Donald Trump
Erro que em democracia acontece com frequência, mas que neste caso não tem desculpa, porque foi a repetição do que já se sabia há muito depois dos primeiros quatro anos de Trump na Casa Branca.
O que demonstra, mais uma vez, a verdade da afirmação de que os regimes democráticos são apenas o menos mau de entre todos os sistemas de governo.
Neste caso, a dimensão do erro é maior porque, para o bem e para o mal, os Estados Unidos representam um poder económico e militar único no planeta, que nem sempre foi bem usado, mas que nunca atingiu os excessos a que assistimos agora.
A enormidade dos erros cometidos em apenas dois anos, as declarações erráticas e inconsistentes, as mudanças constantes do discurso, os inimigos e os amigos escolhidos e o espírito vingativo que o domina, fazem de Donald Trump um exemplar único da maldade humana.
Acresce que tudo indica que o principal objetivo da sua política de tornar a América novamente grande, que esteve na base do movimento MAGA que arrastou, porventura ainda arrasta, milhões de americanos a votar nele, terá resultados contrários aos anunciados e Trump deixará o seu país mais pobre, mais endividado e a China em melhor posição estratégia no terreno da competição global.
Para além de tudo, quando um dia se souber quais são os compromissos de Trump para com a Rússia de Putin, o seu lugar na história da grande democracia norte-americana, será estudado pelas piores razões.

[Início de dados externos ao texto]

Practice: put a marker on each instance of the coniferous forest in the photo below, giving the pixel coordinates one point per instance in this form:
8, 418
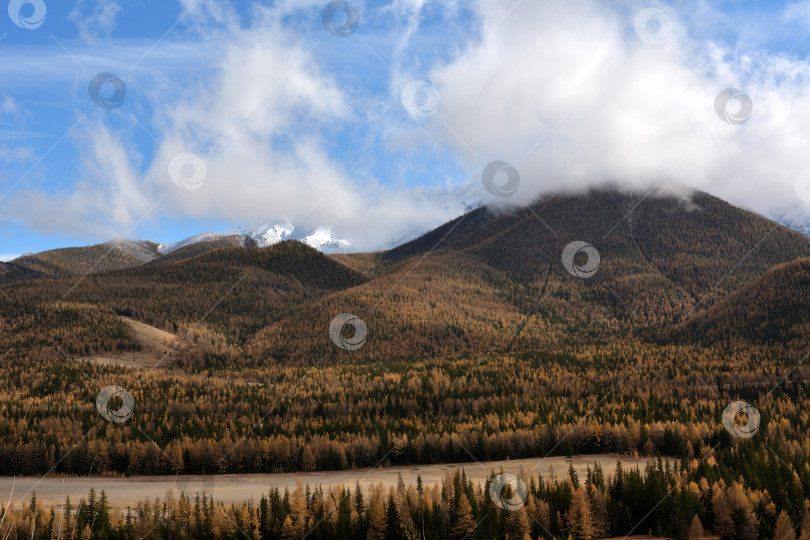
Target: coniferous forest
480, 345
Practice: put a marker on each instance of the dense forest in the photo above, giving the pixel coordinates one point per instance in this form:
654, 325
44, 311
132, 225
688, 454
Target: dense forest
480, 346
677, 500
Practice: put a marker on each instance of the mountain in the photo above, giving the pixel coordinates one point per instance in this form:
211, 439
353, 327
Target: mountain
773, 311
321, 238
267, 234
73, 262
488, 279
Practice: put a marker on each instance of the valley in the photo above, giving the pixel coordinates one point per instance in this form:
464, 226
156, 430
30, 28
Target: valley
478, 342
237, 488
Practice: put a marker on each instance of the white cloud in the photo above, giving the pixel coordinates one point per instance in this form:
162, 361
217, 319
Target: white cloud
567, 93
96, 21
564, 90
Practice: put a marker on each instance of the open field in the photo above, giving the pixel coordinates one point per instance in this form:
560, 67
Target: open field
154, 344
241, 487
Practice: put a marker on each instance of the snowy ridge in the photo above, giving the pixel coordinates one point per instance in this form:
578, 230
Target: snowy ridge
267, 234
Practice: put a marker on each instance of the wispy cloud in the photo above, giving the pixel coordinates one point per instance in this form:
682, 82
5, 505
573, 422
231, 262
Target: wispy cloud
95, 18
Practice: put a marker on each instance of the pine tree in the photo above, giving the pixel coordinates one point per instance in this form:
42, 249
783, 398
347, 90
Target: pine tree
580, 518
465, 522
393, 523
784, 528
695, 529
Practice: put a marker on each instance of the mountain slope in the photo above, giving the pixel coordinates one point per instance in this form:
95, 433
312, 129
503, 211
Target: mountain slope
774, 310
462, 288
74, 262
487, 281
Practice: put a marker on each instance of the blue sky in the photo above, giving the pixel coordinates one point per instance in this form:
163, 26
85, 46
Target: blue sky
295, 123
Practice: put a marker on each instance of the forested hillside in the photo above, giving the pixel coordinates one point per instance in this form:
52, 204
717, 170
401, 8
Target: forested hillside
480, 343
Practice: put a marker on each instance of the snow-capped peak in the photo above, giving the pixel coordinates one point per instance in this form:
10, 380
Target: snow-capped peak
197, 238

Igualmente, muito terá de ser investigado na relação do dinheiro com a comunicação social e com os novos meios das redes sociais, na brutalização de milhões de votantes ignorantes.
Como interessa investigar a dimensão do efeito das campanhas externas dos inimigos da democracia no sentido de voto dos cidadãos. Sem esquecer o fenómeno de existir hoje um novo modelo de ignorância, que não resulta apenas da pobreza e da ausência de escolaridade.
A dimensão dos erros cometidos por Trump e pelos seus capangas, homens e mulheres, a brutalidade dominante dos seus discursos e o visível absurdo das suas decisões, pode dar-nos a esperança de que nas próximas eleições intercalares Trump perca as duas câmaras e se siga um processo de impeachment.
Todavia nada é certo, estamos a viver um tempo de grandes mudanças, em que a previsibilidade dos movimentos políticos pode estar em causa. Neste contexto, a incapacidade da ONU de assumir o seu papel de defesa da paz e da lei, representa uma outra tragédia do nosso tempo.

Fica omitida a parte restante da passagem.